After all that griping about how Millennials are ruining the housing market, it turns out they’re barely involved at all.
“There’s a big focus on Millennials but in reality, the majority of borrowers are still over 36 years old,” Fred Kreger, president of the National Association of Mortgage Professionals, said a statement accompanying NAMB’s latest member survey. “For small mortgage businesses strategizing on getting a bigger piece of the pie in a shrinking market, it’s important to consider that most of today’s business comes not from Millennials, but from non-Millennial borrowers.”
NAMB’s July survey of members NAMB’s July survey of members found that Millennial borrowers account for 25 percent or less of the customer bases for over half of survey respondents. Instead, Gen X dominates the market: Nearly half of respondents report that Generation X borrowers account for 36 percent to 75 percent of their customer bases. More than one quarter report that Gen Xers comprise 50 percent to 75 percent of their customer bases.
To be sure, these results are nationwide and the economics of the country vary widely. The reasons why Millennials aren’t entering the market also vary, and have been discussed ad nauseam. Here in Massachusetts, the high barriers to entry certainly contribute to the generation’s disinclination to purchase property.

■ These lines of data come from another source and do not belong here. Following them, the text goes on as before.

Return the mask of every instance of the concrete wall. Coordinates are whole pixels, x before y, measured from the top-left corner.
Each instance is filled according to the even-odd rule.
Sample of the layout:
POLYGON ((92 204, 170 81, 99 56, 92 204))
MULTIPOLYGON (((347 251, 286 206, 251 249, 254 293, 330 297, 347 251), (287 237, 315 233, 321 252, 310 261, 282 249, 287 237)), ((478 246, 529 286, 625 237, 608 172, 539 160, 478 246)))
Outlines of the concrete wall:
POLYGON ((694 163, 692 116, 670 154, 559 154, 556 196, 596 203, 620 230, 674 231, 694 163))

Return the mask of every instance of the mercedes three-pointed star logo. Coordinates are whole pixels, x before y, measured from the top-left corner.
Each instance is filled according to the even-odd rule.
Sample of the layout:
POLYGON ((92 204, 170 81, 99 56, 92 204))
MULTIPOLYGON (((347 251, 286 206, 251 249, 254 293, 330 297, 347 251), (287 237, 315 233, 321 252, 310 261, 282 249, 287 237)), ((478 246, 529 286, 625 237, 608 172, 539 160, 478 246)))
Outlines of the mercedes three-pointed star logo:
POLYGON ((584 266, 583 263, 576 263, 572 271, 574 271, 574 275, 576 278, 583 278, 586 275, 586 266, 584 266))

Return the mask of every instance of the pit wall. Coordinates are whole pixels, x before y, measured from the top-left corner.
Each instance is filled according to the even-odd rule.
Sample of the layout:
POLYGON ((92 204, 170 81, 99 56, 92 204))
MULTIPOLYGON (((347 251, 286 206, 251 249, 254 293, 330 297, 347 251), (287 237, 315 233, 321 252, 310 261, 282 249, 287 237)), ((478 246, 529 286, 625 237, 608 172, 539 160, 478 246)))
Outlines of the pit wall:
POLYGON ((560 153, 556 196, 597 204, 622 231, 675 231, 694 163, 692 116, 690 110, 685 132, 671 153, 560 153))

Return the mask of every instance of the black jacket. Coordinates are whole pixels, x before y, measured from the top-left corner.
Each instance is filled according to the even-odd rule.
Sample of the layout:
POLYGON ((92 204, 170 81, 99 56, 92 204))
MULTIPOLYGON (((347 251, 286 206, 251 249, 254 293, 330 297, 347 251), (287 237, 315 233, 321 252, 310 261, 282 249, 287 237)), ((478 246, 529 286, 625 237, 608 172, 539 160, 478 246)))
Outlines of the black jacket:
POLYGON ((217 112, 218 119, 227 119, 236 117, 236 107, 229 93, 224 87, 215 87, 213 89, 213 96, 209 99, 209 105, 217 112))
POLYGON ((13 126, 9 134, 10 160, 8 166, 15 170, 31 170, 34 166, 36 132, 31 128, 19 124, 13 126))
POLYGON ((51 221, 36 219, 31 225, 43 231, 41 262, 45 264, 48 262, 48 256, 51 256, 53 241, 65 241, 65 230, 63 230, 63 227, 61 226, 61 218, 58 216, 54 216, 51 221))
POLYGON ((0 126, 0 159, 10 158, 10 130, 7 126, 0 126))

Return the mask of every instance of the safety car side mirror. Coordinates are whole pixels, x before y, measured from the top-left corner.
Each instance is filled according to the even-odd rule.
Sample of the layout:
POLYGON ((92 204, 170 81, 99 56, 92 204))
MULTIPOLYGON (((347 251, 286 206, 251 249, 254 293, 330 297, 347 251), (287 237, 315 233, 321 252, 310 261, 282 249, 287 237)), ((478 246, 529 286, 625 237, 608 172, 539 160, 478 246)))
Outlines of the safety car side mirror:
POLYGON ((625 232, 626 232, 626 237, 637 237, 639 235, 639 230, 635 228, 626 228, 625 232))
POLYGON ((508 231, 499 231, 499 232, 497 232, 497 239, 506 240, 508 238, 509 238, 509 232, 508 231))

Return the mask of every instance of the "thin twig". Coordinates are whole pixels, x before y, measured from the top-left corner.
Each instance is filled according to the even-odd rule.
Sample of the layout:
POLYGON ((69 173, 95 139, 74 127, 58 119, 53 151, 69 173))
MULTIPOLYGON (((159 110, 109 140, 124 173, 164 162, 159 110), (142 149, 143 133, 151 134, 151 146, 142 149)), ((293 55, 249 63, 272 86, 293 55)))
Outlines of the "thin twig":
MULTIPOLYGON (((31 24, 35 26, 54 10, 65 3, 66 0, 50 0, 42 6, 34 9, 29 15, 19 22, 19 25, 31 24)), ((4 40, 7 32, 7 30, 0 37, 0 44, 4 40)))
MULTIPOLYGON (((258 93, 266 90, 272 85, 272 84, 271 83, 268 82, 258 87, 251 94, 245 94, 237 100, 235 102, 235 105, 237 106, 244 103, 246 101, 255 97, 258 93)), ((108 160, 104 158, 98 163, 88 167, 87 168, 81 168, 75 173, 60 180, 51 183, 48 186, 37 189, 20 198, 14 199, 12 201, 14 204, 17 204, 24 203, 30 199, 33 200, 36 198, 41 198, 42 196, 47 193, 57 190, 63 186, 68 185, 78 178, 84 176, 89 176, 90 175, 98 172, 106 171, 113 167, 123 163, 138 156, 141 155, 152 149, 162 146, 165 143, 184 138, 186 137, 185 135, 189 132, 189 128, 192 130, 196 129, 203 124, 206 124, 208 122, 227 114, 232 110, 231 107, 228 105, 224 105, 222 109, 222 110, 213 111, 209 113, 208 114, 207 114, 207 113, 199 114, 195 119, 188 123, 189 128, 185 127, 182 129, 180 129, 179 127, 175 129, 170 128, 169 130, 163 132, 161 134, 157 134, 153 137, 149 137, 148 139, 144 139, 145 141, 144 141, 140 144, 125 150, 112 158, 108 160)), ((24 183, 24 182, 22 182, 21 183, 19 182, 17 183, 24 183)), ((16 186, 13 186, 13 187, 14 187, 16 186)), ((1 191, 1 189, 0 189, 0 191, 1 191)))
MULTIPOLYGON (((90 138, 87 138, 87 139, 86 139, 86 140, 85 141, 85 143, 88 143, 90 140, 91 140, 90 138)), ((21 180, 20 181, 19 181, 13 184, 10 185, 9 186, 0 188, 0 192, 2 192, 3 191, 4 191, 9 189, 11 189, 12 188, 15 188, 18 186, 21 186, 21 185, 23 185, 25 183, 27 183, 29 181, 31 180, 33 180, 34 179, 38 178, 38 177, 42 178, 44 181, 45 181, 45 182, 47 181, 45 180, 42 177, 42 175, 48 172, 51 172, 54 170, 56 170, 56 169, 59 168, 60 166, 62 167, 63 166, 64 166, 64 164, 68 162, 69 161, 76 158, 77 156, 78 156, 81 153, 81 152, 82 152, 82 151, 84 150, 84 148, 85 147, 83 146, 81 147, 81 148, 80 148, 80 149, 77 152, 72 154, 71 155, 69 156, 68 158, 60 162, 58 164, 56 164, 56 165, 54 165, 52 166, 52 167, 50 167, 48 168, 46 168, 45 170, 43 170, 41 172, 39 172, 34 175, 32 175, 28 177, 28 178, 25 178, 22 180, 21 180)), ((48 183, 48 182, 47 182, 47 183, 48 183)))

Another factor keeping Millennials out of the market? They don’t think they qualify for a mortgage, or they think they must have a 20 percent down payment, or they’re frankly terrified of such a large and important purchase.
The mortgage and housing industry has struggled mightily to reach these potential buyers to let them know that they probably do qualify; they don’t need 20 percent down; and while buying a house or condominium may be a scary thought, it doesn’t have to be a scary experience.
Perhaps it’s time to leave the Millennials alone. They’re small fish in a big pond; generally today’s 30- and 20-somethings aren’t exactly flush with disposable income (or even savings accounts). But if you’re determined to reach them, here’s some free advice: advertise on all the home-shopping shows on TV. There’s a lot of dreamers out there who don’t realize that an entry-level version of the dream is possible – and if you do it right, you too can eventually buy a flat in Paris.
Gen Xers, on the other hand, are well settled into their careers, families and communities. They are generally more financially stable than the Millennials. They’re taking care of elderly parents and looking for homes that can accommodate the whole family. They’re sending kids to college and looking to downsize. The generation is on the cusp of middle age, which – not unlike the adolescence of many of their children – can be a time of great upheaval and life changes.
And many of them have a ton of equity in their current homes. Unfortunately, given the state’s inventory crunch, they’re also not ready to sell, lest they fail to find a place to buy. This sellers’ market can’t last forever, and when it cools, look to the Gen Xers for your next client.